Minactivin (PAI-2) is a naturally occurring inactivator of urokinase-type plasminogen activators. This type of plasminogen activator is found in abnormally high levels in many major human carcinomas, most notably lung, colon, breast and prostate. Plasminogen activators are serine proteases which are thought to mediate the proteolytic cascade involved in cellular translocation, migration and invasion. As such, they appear to be associated with tissue destruction and remodelling, and have been implicated in tumor growth and metastasis. They may also have a role in inflammatory reactions.
Plasminogen activators are generally found to be of two types: 1) urokinase--type and 2) tissue--type. Tissue-type plasminogen activator is mainly found in the blood and blood vessel walls and where it is responsible for activating the fibrinolytic defence system against thrombosis. Urokinase-type plasminogen activators do not appear to play a role in normal thrombolytic processes but have been implicated in those pathological events associated with invasion and tissue destruction, in particular, tumor metastasis and inflammatory reactions.

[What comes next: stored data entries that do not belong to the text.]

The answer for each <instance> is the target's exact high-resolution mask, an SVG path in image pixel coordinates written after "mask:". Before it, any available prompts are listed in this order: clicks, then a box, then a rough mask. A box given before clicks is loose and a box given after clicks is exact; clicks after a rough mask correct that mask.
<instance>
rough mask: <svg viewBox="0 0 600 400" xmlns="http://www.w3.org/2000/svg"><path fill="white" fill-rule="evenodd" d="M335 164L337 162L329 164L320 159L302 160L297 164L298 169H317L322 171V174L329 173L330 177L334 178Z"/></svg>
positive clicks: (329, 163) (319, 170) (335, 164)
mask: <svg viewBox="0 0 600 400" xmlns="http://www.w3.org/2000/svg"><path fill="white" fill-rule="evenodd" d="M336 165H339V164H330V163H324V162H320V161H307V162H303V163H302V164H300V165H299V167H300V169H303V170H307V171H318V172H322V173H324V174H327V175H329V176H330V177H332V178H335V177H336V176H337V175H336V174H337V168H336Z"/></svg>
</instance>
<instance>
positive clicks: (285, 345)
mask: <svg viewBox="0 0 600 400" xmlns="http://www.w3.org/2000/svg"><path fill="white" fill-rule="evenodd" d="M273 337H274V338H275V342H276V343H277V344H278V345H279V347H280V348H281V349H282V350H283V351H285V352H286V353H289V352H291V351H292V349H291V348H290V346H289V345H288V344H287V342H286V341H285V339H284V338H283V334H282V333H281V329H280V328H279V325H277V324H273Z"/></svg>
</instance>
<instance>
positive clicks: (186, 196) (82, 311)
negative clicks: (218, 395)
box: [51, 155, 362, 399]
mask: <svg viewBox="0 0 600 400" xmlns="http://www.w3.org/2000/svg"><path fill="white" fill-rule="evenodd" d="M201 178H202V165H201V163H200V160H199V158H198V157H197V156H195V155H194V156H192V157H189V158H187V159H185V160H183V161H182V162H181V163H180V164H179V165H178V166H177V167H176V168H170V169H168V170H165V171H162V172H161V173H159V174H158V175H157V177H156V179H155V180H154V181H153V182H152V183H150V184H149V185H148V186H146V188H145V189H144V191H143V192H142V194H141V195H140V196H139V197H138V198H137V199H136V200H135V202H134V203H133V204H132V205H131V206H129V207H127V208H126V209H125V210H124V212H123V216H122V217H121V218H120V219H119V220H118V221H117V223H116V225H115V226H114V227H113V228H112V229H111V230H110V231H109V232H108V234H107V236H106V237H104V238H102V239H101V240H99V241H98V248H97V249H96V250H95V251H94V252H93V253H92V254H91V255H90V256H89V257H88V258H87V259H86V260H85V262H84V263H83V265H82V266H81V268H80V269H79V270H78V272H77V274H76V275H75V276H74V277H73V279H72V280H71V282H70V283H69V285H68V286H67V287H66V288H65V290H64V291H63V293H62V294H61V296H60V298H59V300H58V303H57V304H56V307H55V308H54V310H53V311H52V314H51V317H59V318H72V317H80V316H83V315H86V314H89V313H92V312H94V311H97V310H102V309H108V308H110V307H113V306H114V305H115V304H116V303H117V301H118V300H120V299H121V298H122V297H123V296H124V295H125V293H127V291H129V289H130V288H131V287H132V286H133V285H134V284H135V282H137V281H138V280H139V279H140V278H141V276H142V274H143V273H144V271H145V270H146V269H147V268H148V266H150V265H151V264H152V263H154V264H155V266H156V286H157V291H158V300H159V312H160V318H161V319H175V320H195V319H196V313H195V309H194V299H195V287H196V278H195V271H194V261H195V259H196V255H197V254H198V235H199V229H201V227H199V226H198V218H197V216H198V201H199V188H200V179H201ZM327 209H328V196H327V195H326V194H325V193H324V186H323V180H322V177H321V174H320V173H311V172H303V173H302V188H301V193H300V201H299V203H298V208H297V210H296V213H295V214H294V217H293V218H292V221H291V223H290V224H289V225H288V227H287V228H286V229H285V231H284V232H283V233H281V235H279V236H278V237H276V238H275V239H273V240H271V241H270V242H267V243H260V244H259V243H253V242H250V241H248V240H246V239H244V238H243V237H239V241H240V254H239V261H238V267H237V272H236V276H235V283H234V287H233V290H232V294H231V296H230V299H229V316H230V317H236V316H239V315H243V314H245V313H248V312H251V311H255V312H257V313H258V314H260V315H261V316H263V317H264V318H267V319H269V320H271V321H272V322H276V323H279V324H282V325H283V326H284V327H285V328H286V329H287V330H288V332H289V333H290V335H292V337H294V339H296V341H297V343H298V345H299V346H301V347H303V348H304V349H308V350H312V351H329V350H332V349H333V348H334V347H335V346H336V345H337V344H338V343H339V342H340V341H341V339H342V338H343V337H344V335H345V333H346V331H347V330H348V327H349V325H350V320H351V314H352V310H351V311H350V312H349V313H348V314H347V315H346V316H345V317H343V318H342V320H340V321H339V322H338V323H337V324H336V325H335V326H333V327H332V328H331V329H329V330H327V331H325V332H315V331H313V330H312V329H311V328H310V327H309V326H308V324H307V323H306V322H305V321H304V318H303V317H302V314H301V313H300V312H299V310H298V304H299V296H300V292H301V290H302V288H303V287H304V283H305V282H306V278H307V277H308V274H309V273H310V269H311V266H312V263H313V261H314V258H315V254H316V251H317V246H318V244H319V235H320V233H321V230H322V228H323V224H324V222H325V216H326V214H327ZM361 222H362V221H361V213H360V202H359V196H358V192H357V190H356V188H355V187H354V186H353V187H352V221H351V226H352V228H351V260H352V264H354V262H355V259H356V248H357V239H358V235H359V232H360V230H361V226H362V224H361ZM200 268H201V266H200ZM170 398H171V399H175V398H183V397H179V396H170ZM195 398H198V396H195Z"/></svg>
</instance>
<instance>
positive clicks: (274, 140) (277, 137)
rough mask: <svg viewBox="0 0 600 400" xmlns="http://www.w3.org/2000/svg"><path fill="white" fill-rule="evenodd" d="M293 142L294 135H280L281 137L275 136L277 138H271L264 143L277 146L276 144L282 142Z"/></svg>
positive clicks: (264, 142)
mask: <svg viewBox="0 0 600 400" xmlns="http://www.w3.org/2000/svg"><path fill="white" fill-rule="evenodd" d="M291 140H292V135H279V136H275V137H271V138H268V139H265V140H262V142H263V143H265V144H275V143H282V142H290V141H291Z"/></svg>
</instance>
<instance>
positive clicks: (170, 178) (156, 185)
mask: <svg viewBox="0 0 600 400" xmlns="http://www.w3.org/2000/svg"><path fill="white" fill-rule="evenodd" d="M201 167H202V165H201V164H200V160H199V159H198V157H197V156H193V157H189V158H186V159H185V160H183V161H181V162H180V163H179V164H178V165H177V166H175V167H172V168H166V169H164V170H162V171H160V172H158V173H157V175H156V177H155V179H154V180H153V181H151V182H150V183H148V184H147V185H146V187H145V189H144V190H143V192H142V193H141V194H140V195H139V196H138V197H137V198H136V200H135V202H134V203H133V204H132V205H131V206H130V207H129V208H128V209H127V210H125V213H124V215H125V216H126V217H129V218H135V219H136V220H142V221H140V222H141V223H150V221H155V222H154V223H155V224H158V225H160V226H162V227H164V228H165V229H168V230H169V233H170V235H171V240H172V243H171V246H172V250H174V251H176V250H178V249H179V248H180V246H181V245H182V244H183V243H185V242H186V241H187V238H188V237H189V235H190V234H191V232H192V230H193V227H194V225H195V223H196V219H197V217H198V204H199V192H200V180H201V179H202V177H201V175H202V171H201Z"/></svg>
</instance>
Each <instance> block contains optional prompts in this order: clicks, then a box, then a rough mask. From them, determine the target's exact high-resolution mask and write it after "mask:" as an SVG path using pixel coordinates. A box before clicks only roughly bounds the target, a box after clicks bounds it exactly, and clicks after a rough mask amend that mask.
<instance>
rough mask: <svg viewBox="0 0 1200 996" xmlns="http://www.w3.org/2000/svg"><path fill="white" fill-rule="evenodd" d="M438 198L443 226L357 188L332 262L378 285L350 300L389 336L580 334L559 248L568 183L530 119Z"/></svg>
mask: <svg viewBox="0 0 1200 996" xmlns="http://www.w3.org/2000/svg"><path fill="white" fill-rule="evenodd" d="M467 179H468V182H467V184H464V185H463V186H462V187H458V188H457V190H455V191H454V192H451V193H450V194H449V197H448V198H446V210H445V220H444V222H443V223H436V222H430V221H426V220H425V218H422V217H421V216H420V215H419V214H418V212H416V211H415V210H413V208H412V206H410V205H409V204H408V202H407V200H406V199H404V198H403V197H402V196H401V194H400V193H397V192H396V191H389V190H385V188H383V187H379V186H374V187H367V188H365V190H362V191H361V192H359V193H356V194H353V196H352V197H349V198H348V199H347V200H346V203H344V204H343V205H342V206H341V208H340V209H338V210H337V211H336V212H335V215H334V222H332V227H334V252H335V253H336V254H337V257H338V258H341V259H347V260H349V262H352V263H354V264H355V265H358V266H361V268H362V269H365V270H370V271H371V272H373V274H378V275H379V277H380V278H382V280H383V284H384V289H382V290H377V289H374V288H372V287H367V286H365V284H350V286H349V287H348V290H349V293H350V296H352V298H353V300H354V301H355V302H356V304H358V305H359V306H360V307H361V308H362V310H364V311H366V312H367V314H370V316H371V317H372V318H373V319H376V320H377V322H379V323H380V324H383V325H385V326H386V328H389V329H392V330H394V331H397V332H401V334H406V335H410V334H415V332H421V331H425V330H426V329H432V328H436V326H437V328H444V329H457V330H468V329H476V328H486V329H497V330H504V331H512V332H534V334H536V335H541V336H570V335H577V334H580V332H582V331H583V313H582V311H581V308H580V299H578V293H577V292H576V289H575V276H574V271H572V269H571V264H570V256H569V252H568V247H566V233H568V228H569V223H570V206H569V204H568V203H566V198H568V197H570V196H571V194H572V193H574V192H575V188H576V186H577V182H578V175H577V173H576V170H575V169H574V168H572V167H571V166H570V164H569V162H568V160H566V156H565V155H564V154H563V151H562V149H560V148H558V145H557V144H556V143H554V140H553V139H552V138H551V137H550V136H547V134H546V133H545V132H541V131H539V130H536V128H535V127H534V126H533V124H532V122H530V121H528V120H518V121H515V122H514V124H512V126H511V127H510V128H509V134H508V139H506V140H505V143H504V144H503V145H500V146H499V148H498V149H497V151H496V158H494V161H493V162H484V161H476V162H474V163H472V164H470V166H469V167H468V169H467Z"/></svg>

Several inhibitors specific for plasminogen activators have been described with include one isolated from placenta (Holmberg, L. Biochim. Biophys. Acta 544, 128-137 (1978) and another (PAI-1) which is produced in cultured vascular endothelial cells (Van Mourik, J. A. Lawrence, D. A., Loskutoff, D. J., J. Biol. Chem., 259, 14914-14921 (1984)). Minactivin was found to be produced by blood monocytes and U937 cells and appears to be immunologically related to the placental inhibitor. The relationship between these various inhibitors is presently unknown.
As is the case with most other potent biologically active proteins, minactivin is produced in very small amounts in vivo, and as such, is difficult to purify and characterise by conventional biochemical approaches. Therefore,as large quantities of purified minactivin are required for further evaluation of its properties and biological efficacy in clinical applications, it is desirable to produce the protein using recombinant DNA techniques; that is, by cloning the minactivin gene into an alternate host, such as bacteria or animal cells. In order to clone minactivin it is desirable to purify to homogeneity the small amounts that can be so purified of naturally occurring minactivin in order to produce antibodies, amino acid sequences, peptide fragments and synthetic oligonucleotides derived from said purified minactivin. These reagents are of use in cloning strategies.